However, I loved the prize, a book I’d never have been able to afford and a resource that has proved invaluable over the years for writing and research and my love for Shakespeare has never diminished!
The Play’s The Thing – Shakespeare On Stage A Must
In 1970, I saw Shakespeare’s The Tempest performed at a Melbourne theatre with the cast dressed in black with minimum props and no scenery. We were to concentrate on the words and actions of the actors.
I’ve lost count of the number of versions of Hamlet I’ve seen. The latest being the broadcast of the National Theatre with Benedict Cumberbatch in the title role. And of course, ‘that Scottish play’, Macbeth I’ve seen performed, and Much Ado About Nothing set in the 1920s.
When John was alive, we honoured our mutual love of Shakespeare by attending the Bell Shakespeare productions, his favourite being Henry V.
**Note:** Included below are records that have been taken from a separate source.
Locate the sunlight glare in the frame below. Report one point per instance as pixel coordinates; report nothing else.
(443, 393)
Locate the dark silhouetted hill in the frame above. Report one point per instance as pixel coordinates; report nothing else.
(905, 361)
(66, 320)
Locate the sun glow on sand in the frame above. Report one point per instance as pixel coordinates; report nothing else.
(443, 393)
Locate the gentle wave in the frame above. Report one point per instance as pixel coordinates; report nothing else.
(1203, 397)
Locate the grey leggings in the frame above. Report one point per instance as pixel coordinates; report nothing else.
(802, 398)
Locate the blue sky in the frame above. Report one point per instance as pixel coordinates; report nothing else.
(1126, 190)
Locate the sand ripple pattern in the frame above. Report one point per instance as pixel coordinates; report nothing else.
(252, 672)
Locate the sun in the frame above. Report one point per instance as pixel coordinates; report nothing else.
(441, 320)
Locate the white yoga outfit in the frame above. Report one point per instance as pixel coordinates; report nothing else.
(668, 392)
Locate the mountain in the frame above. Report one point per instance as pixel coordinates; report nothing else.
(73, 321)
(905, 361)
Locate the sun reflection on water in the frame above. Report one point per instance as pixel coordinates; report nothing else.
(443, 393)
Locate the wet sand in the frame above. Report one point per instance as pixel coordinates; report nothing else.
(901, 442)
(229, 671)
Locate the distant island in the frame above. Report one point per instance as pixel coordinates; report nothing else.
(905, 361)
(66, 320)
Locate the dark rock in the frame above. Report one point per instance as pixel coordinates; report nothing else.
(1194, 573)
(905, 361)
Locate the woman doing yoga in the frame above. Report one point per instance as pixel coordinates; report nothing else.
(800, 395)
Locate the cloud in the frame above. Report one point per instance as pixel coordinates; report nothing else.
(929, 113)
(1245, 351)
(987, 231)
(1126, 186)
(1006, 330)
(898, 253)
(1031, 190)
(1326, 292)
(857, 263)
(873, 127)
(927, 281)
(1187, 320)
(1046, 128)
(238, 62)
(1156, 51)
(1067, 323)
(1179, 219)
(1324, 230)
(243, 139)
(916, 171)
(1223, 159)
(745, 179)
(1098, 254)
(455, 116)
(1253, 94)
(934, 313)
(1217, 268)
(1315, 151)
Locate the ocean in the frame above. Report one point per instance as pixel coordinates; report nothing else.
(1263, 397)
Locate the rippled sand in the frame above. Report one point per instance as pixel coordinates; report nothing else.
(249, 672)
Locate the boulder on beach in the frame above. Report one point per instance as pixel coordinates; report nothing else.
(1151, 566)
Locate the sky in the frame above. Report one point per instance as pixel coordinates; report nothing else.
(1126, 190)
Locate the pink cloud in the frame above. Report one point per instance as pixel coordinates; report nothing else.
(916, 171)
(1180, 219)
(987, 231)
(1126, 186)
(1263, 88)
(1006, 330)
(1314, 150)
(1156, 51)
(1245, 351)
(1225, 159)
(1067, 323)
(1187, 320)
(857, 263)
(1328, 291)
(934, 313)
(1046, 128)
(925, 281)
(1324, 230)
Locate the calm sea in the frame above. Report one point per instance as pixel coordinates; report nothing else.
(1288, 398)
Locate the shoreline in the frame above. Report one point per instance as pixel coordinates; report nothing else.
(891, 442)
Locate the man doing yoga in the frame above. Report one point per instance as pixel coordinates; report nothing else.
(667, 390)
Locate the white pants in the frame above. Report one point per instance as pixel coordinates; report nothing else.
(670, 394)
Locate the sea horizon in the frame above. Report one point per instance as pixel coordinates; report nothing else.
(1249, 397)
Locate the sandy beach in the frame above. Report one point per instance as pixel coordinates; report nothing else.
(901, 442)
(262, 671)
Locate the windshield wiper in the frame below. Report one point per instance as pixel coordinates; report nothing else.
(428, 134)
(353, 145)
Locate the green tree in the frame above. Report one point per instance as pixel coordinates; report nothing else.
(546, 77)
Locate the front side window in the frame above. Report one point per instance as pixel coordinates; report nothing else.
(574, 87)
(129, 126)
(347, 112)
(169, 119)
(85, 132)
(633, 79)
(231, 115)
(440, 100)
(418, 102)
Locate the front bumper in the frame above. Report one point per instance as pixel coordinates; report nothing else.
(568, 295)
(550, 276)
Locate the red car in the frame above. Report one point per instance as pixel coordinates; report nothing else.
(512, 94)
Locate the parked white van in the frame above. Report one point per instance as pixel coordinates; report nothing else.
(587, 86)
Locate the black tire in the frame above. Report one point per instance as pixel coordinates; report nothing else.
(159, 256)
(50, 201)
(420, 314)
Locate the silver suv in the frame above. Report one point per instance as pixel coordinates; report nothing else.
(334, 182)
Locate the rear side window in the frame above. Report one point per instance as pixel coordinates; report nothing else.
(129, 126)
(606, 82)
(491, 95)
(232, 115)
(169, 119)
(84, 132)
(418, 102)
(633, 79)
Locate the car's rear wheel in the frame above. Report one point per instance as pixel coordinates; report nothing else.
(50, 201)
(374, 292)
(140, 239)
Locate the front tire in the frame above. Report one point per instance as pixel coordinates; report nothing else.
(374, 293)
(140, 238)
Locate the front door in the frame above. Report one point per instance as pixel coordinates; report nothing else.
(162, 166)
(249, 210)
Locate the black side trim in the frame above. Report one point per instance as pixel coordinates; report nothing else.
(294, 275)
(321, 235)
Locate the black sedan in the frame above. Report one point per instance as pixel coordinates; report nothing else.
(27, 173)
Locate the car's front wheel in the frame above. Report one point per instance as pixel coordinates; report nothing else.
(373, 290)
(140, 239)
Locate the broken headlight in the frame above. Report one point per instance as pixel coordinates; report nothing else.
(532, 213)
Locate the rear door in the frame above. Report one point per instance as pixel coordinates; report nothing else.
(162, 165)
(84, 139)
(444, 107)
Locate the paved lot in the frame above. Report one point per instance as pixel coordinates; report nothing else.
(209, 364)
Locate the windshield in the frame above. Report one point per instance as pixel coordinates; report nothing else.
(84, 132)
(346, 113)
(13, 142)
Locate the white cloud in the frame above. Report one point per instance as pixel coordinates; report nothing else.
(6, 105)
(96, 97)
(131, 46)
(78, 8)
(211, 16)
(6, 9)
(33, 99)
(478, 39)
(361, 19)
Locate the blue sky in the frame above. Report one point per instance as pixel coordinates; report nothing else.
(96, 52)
Bell Shakespeare set their version in the WW1 trenches where the St. Crispen’s Day Speech certainly kept its relevance.
Bell set Coriolanus in the time of the rise of Mussolini – again an ideal modern day choice to discuss Shakespeare’s recurring themes of war, power, loyalty and leadership.
The girls were very young when first exposed to Shakespeare but have never forgotten the spectacles and understood the storylines, if not the dialogue. I think that’s why they were so keen to experience the Pop-up Globe.
I will wear my heart upon my sleeve For Othello
I’ve seen or studied many of Shakespeare’s plays but Saturday was the first I’d seen Othello on stage and loved the amazing, energetic, and entertaining performance by an outstanding cast.
O beware, my Lord, of jealousy. / It is the green-eyed monster which doth mock / The meat it feeds on.”
Witness Shakespeare’s ultimate psychological thriller in Pop-up Globe’s production of Othello. Take a journey into the diseased mind of the noble Moor as he’s consumed by ‘the green-eyed monster’; jealousy. The twists and turns in this powerful and dark production will have you on the edge of your seat.
An electric current of joy bound the girls and me as we sat enthralled. We laughed, sighed, held our breaths and teetered on the verge of tears to the thrilling performances and interpretation of a storyline showing the terrible consequences of jealousy and the despair malevolent envy fosters.
Director, Ben Naylor has incorporated the background of the original production and subsequent productions in colonial New Zealand to hint at ‘a darker side to the history of this play about otherness in a colonial context. ‘
Naylor explains that Othello was the first play to be written under King James’ patronage so Shakespeare recognised the King’s ‘interests in the manifestations of worldly evil and the operations of the Devil…’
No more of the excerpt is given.